Observations vs. Experiments

Cause-and-Effect Relationships

  • Explanatory Variable: Variable that is changed to measure its effects.
  • Response Variable: Result of the change in the explanatory variable.

Types of Studies

  • Observational Study

    • No variables are manipulated.
    • Example: Recording hours of video watched without altering study habits.
    • Keywords: Connected, associated, correlated, likelihood.
  • Experimental Study

    • Variables are manipulated to observe effects.
    • Example: Testing the effect of different cooking temperatures on turkey doneness.

Explanatory vs. Response Variables

  • Explanatory Variable: Variable assumed to cause an effect (e.g., smoking).
  • Response Variable: Outcome being measured (e.g., cancer development).

Tips for Identifying Variables

  • Consider the logical direction of causation (e.g., Does smoking cause cancer?

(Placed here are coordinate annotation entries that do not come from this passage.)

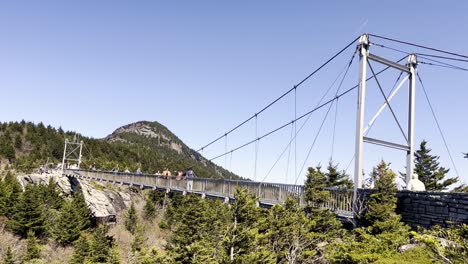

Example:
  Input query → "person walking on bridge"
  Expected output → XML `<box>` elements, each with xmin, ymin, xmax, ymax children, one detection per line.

<box><xmin>185</xmin><ymin>168</ymin><xmax>195</xmax><ymax>191</ymax></box>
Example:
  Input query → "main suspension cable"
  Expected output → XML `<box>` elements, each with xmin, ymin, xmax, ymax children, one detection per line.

<box><xmin>369</xmin><ymin>34</ymin><xmax>468</xmax><ymax>59</ymax></box>
<box><xmin>197</xmin><ymin>37</ymin><xmax>359</xmax><ymax>152</ymax></box>
<box><xmin>416</xmin><ymin>73</ymin><xmax>460</xmax><ymax>178</ymax></box>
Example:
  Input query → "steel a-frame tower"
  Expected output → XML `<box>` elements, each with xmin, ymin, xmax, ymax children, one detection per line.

<box><xmin>353</xmin><ymin>34</ymin><xmax>417</xmax><ymax>207</ymax></box>
<box><xmin>62</xmin><ymin>138</ymin><xmax>84</xmax><ymax>174</ymax></box>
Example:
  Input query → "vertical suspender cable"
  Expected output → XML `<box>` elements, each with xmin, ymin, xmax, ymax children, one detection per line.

<box><xmin>284</xmin><ymin>122</ymin><xmax>295</xmax><ymax>183</ymax></box>
<box><xmin>330</xmin><ymin>99</ymin><xmax>340</xmax><ymax>161</ymax></box>
<box><xmin>416</xmin><ymin>72</ymin><xmax>460</xmax><ymax>178</ymax></box>
<box><xmin>254</xmin><ymin>114</ymin><xmax>258</xmax><ymax>180</ymax></box>
<box><xmin>224</xmin><ymin>134</ymin><xmax>227</xmax><ymax>168</ymax></box>
<box><xmin>293</xmin><ymin>86</ymin><xmax>297</xmax><ymax>186</ymax></box>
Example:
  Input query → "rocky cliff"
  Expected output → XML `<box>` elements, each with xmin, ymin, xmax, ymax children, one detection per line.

<box><xmin>18</xmin><ymin>171</ymin><xmax>131</xmax><ymax>218</ymax></box>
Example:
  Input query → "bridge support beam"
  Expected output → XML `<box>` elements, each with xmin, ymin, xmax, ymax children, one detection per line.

<box><xmin>353</xmin><ymin>34</ymin><xmax>417</xmax><ymax>222</ymax></box>
<box><xmin>353</xmin><ymin>34</ymin><xmax>369</xmax><ymax>205</ymax></box>
<box><xmin>405</xmin><ymin>55</ymin><xmax>417</xmax><ymax>186</ymax></box>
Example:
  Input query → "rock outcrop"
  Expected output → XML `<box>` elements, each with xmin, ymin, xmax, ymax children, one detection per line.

<box><xmin>18</xmin><ymin>171</ymin><xmax>131</xmax><ymax>218</ymax></box>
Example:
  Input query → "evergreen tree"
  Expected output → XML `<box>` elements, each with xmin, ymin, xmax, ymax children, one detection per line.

<box><xmin>0</xmin><ymin>171</ymin><xmax>22</xmax><ymax>217</ymax></box>
<box><xmin>329</xmin><ymin>161</ymin><xmax>409</xmax><ymax>263</ymax></box>
<box><xmin>138</xmin><ymin>248</ymin><xmax>170</xmax><ymax>264</ymax></box>
<box><xmin>267</xmin><ymin>199</ymin><xmax>320</xmax><ymax>263</ymax></box>
<box><xmin>143</xmin><ymin>198</ymin><xmax>156</xmax><ymax>220</ymax></box>
<box><xmin>89</xmin><ymin>225</ymin><xmax>113</xmax><ymax>263</ymax></box>
<box><xmin>37</xmin><ymin>177</ymin><xmax>64</xmax><ymax>210</ymax></box>
<box><xmin>23</xmin><ymin>230</ymin><xmax>41</xmax><ymax>261</ymax></box>
<box><xmin>71</xmin><ymin>189</ymin><xmax>92</xmax><ymax>231</ymax></box>
<box><xmin>130</xmin><ymin>224</ymin><xmax>146</xmax><ymax>253</ymax></box>
<box><xmin>168</xmin><ymin>194</ymin><xmax>226</xmax><ymax>263</ymax></box>
<box><xmin>124</xmin><ymin>202</ymin><xmax>138</xmax><ymax>234</ymax></box>
<box><xmin>304</xmin><ymin>166</ymin><xmax>329</xmax><ymax>207</ymax></box>
<box><xmin>2</xmin><ymin>246</ymin><xmax>15</xmax><ymax>264</ymax></box>
<box><xmin>70</xmin><ymin>233</ymin><xmax>91</xmax><ymax>264</ymax></box>
<box><xmin>224</xmin><ymin>188</ymin><xmax>274</xmax><ymax>263</ymax></box>
<box><xmin>414</xmin><ymin>140</ymin><xmax>458</xmax><ymax>191</ymax></box>
<box><xmin>49</xmin><ymin>198</ymin><xmax>89</xmax><ymax>245</ymax></box>
<box><xmin>7</xmin><ymin>184</ymin><xmax>45</xmax><ymax>237</ymax></box>
<box><xmin>325</xmin><ymin>160</ymin><xmax>353</xmax><ymax>189</ymax></box>
<box><xmin>364</xmin><ymin>161</ymin><xmax>407</xmax><ymax>234</ymax></box>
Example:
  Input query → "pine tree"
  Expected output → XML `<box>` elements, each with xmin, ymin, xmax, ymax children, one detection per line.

<box><xmin>130</xmin><ymin>224</ymin><xmax>146</xmax><ymax>253</ymax></box>
<box><xmin>7</xmin><ymin>184</ymin><xmax>46</xmax><ymax>237</ymax></box>
<box><xmin>304</xmin><ymin>166</ymin><xmax>329</xmax><ymax>207</ymax></box>
<box><xmin>325</xmin><ymin>160</ymin><xmax>353</xmax><ymax>189</ymax></box>
<box><xmin>2</xmin><ymin>246</ymin><xmax>15</xmax><ymax>264</ymax></box>
<box><xmin>414</xmin><ymin>140</ymin><xmax>458</xmax><ymax>191</ymax></box>
<box><xmin>267</xmin><ymin>199</ymin><xmax>318</xmax><ymax>263</ymax></box>
<box><xmin>124</xmin><ymin>202</ymin><xmax>138</xmax><ymax>234</ymax></box>
<box><xmin>168</xmin><ymin>194</ymin><xmax>227</xmax><ymax>263</ymax></box>
<box><xmin>37</xmin><ymin>177</ymin><xmax>64</xmax><ymax>210</ymax></box>
<box><xmin>70</xmin><ymin>233</ymin><xmax>91</xmax><ymax>264</ymax></box>
<box><xmin>71</xmin><ymin>189</ymin><xmax>92</xmax><ymax>231</ymax></box>
<box><xmin>143</xmin><ymin>198</ymin><xmax>156</xmax><ymax>220</ymax></box>
<box><xmin>224</xmin><ymin>188</ymin><xmax>274</xmax><ymax>263</ymax></box>
<box><xmin>49</xmin><ymin>201</ymin><xmax>89</xmax><ymax>245</ymax></box>
<box><xmin>24</xmin><ymin>230</ymin><xmax>41</xmax><ymax>261</ymax></box>
<box><xmin>330</xmin><ymin>161</ymin><xmax>409</xmax><ymax>263</ymax></box>
<box><xmin>90</xmin><ymin>225</ymin><xmax>113</xmax><ymax>263</ymax></box>
<box><xmin>0</xmin><ymin>171</ymin><xmax>22</xmax><ymax>217</ymax></box>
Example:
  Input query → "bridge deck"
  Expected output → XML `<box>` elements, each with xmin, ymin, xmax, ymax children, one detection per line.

<box><xmin>64</xmin><ymin>169</ymin><xmax>353</xmax><ymax>218</ymax></box>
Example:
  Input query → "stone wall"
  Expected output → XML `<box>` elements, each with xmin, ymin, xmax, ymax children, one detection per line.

<box><xmin>397</xmin><ymin>191</ymin><xmax>468</xmax><ymax>228</ymax></box>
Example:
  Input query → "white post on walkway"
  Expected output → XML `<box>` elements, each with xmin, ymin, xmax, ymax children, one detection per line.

<box><xmin>353</xmin><ymin>34</ymin><xmax>369</xmax><ymax>206</ymax></box>
<box><xmin>78</xmin><ymin>140</ymin><xmax>83</xmax><ymax>169</ymax></box>
<box><xmin>62</xmin><ymin>139</ymin><xmax>68</xmax><ymax>175</ymax></box>
<box><xmin>406</xmin><ymin>54</ymin><xmax>417</xmax><ymax>186</ymax></box>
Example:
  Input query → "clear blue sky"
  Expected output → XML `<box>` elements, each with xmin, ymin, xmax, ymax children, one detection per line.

<box><xmin>0</xmin><ymin>1</ymin><xmax>468</xmax><ymax>186</ymax></box>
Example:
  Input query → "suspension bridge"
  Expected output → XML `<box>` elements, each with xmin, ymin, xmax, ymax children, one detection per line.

<box><xmin>62</xmin><ymin>34</ymin><xmax>468</xmax><ymax>222</ymax></box>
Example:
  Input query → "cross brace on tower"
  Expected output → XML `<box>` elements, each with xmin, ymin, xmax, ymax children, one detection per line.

<box><xmin>353</xmin><ymin>34</ymin><xmax>417</xmax><ymax>211</ymax></box>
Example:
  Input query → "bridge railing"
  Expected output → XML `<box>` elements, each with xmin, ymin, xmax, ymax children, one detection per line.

<box><xmin>65</xmin><ymin>170</ymin><xmax>353</xmax><ymax>215</ymax></box>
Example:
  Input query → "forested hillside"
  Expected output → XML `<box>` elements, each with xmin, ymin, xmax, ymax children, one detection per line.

<box><xmin>0</xmin><ymin>162</ymin><xmax>468</xmax><ymax>264</ymax></box>
<box><xmin>0</xmin><ymin>121</ymin><xmax>238</xmax><ymax>178</ymax></box>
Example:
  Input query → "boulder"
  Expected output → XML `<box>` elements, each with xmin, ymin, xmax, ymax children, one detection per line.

<box><xmin>18</xmin><ymin>170</ymin><xmax>131</xmax><ymax>219</ymax></box>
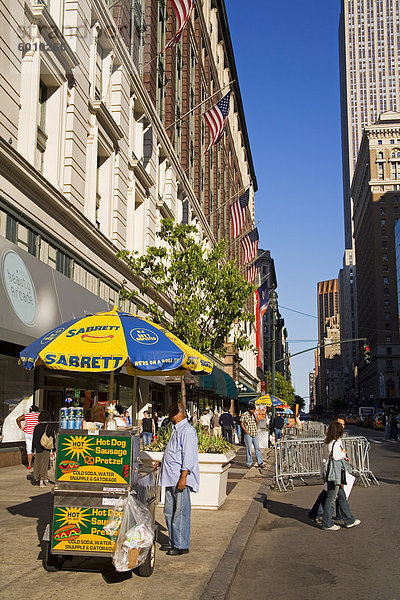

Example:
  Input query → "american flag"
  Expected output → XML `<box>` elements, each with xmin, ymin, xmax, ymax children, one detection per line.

<box><xmin>203</xmin><ymin>90</ymin><xmax>231</xmax><ymax>154</ymax></box>
<box><xmin>240</xmin><ymin>227</ymin><xmax>259</xmax><ymax>263</ymax></box>
<box><xmin>246</xmin><ymin>263</ymin><xmax>258</xmax><ymax>283</ymax></box>
<box><xmin>161</xmin><ymin>0</ymin><xmax>195</xmax><ymax>54</ymax></box>
<box><xmin>246</xmin><ymin>258</ymin><xmax>262</xmax><ymax>289</ymax></box>
<box><xmin>229</xmin><ymin>189</ymin><xmax>250</xmax><ymax>239</ymax></box>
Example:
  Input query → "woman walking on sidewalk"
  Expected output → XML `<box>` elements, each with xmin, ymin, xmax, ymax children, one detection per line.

<box><xmin>32</xmin><ymin>410</ymin><xmax>56</xmax><ymax>487</ymax></box>
<box><xmin>322</xmin><ymin>421</ymin><xmax>361</xmax><ymax>531</ymax></box>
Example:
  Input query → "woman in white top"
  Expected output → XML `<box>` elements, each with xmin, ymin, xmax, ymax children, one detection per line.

<box><xmin>322</xmin><ymin>421</ymin><xmax>361</xmax><ymax>531</ymax></box>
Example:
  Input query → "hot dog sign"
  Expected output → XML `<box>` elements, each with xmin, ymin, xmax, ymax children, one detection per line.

<box><xmin>56</xmin><ymin>433</ymin><xmax>131</xmax><ymax>484</ymax></box>
<box><xmin>51</xmin><ymin>506</ymin><xmax>122</xmax><ymax>553</ymax></box>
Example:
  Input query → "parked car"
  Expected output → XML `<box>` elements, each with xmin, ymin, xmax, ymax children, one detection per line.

<box><xmin>345</xmin><ymin>415</ymin><xmax>360</xmax><ymax>425</ymax></box>
<box><xmin>372</xmin><ymin>412</ymin><xmax>385</xmax><ymax>429</ymax></box>
<box><xmin>363</xmin><ymin>415</ymin><xmax>374</xmax><ymax>427</ymax></box>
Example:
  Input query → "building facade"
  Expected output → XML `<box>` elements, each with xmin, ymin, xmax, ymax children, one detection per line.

<box><xmin>316</xmin><ymin>279</ymin><xmax>340</xmax><ymax>407</ymax></box>
<box><xmin>351</xmin><ymin>111</ymin><xmax>400</xmax><ymax>406</ymax></box>
<box><xmin>339</xmin><ymin>0</ymin><xmax>400</xmax><ymax>249</ymax></box>
<box><xmin>338</xmin><ymin>249</ymin><xmax>360</xmax><ymax>406</ymax></box>
<box><xmin>0</xmin><ymin>0</ymin><xmax>257</xmax><ymax>426</ymax></box>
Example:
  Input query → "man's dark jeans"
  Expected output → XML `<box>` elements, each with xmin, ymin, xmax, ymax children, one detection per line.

<box><xmin>308</xmin><ymin>489</ymin><xmax>342</xmax><ymax>520</ymax></box>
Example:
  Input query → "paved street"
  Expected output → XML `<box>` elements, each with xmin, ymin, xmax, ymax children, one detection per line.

<box><xmin>0</xmin><ymin>447</ymin><xmax>269</xmax><ymax>600</ymax></box>
<box><xmin>229</xmin><ymin>427</ymin><xmax>400</xmax><ymax>600</ymax></box>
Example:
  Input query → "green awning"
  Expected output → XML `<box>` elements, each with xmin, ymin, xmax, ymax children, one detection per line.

<box><xmin>239</xmin><ymin>383</ymin><xmax>260</xmax><ymax>404</ymax></box>
<box><xmin>199</xmin><ymin>365</ymin><xmax>238</xmax><ymax>398</ymax></box>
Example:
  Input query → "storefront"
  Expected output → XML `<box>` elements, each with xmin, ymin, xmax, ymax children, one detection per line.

<box><xmin>0</xmin><ymin>237</ymin><xmax>111</xmax><ymax>432</ymax></box>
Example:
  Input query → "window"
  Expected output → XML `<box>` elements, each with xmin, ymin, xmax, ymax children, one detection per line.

<box><xmin>182</xmin><ymin>200</ymin><xmax>189</xmax><ymax>225</ymax></box>
<box><xmin>56</xmin><ymin>250</ymin><xmax>73</xmax><ymax>277</ymax></box>
<box><xmin>94</xmin><ymin>42</ymin><xmax>104</xmax><ymax>100</ymax></box>
<box><xmin>35</xmin><ymin>80</ymin><xmax>48</xmax><ymax>173</ymax></box>
<box><xmin>6</xmin><ymin>215</ymin><xmax>18</xmax><ymax>244</ymax></box>
<box><xmin>28</xmin><ymin>229</ymin><xmax>40</xmax><ymax>256</ymax></box>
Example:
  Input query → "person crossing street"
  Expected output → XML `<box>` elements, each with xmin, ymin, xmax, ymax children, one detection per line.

<box><xmin>241</xmin><ymin>402</ymin><xmax>264</xmax><ymax>468</ymax></box>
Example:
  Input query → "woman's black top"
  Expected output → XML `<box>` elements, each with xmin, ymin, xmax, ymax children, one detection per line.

<box><xmin>32</xmin><ymin>423</ymin><xmax>57</xmax><ymax>454</ymax></box>
<box><xmin>142</xmin><ymin>417</ymin><xmax>153</xmax><ymax>433</ymax></box>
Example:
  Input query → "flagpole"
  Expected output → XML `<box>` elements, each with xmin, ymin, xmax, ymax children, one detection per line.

<box><xmin>240</xmin><ymin>250</ymin><xmax>269</xmax><ymax>275</ymax></box>
<box><xmin>226</xmin><ymin>219</ymin><xmax>262</xmax><ymax>250</ymax></box>
<box><xmin>165</xmin><ymin>79</ymin><xmax>235</xmax><ymax>131</ymax></box>
<box><xmin>208</xmin><ymin>187</ymin><xmax>246</xmax><ymax>217</ymax></box>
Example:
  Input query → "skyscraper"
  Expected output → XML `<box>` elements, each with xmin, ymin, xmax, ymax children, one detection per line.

<box><xmin>316</xmin><ymin>279</ymin><xmax>341</xmax><ymax>406</ymax></box>
<box><xmin>339</xmin><ymin>0</ymin><xmax>400</xmax><ymax>248</ymax></box>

Does weight affect blood pressure?).
  • Focus on what is being measured.

Confounding and Lurking Variables

  • Confounding Variable: Variable whose effects cannot be separated from the explanatory variable.
    • Example: Sunlight in a fertilizer experiment.
  • Lurking Variable: Variable not accounted for in the study that still affects the response variable.
    • Example: Moisture level in a plant growth study.